Chesterton Was Right About Everything
"G.K. Chesterton wrote eighty books, four thousand essays, and two hundred short stories — and almost nobody reads him anymore. This episode walks through why the Apostle of Common Sense diagnosed the diseases of modernity a hundred years before the symptoms became impossible to ignore: the cult of progress, the silencing of tradition, the assault on the family, the case for distributism, the madman who has lost everything except his reason, and the line that summarizes everything — that the Christian ideal has not been tried and found wanting, but found difficult and left untried.
• Chesterton wrote 80+ books, 4,000 essays, and 200 short stories before his death in 1936.
• C.S. Lewis credited one of Chesterton's books as the single most important factor in his conversion to Christianity.
• On progress: "My attitude toward progress has passed from antagonism to boredom. I have long ceased to argue with people who prefer Thursday to Wednesday because it is Thursday."
• On tradition: "Tradition means giving votes to the most obscure of all classes — our ancestors. It is the democracy of the dead."
• Chesterton defended the family as the test of freedom, because both big capitalism and big socialism have an interest in absorbing it.

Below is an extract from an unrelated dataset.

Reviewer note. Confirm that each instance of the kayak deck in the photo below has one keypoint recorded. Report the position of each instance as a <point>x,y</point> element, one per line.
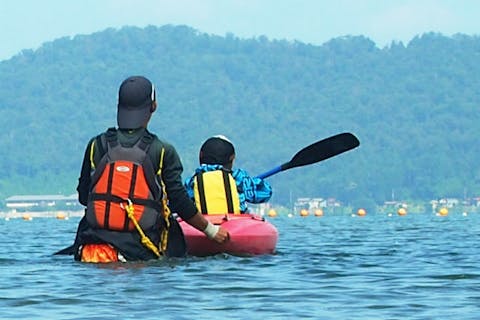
<point>249,235</point>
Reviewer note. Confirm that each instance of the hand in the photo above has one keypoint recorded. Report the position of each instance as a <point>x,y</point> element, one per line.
<point>222,236</point>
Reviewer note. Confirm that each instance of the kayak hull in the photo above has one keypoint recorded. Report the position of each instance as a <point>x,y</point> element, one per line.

• With Hilaire Belloc, Chesterton developed Distributism — the principle that productive property should be owned as widely as possible.

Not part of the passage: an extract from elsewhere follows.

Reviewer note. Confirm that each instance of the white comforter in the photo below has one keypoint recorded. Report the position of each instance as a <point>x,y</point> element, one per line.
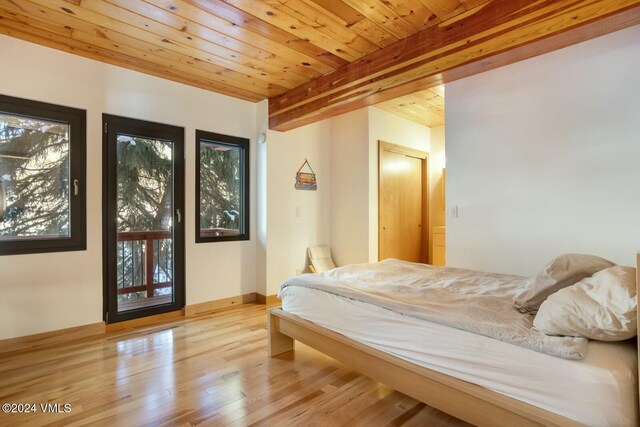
<point>477,302</point>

• On capitalism: "Too much capitalism does not mean too many capitalists, but too few capitalists."
• Chesterton compared the modern madman not to someone who has lost his reason, but to someone who has lost everything except his reason.
• On Christianity: "The Christian ideal has not been tried and found wanting. It has been found difficult; and left untried."
• Chesterton's cause for canonization was opened in 2013. Start with Orthodoxy — short, brilliant, and it will ruin you for every lesser thinker."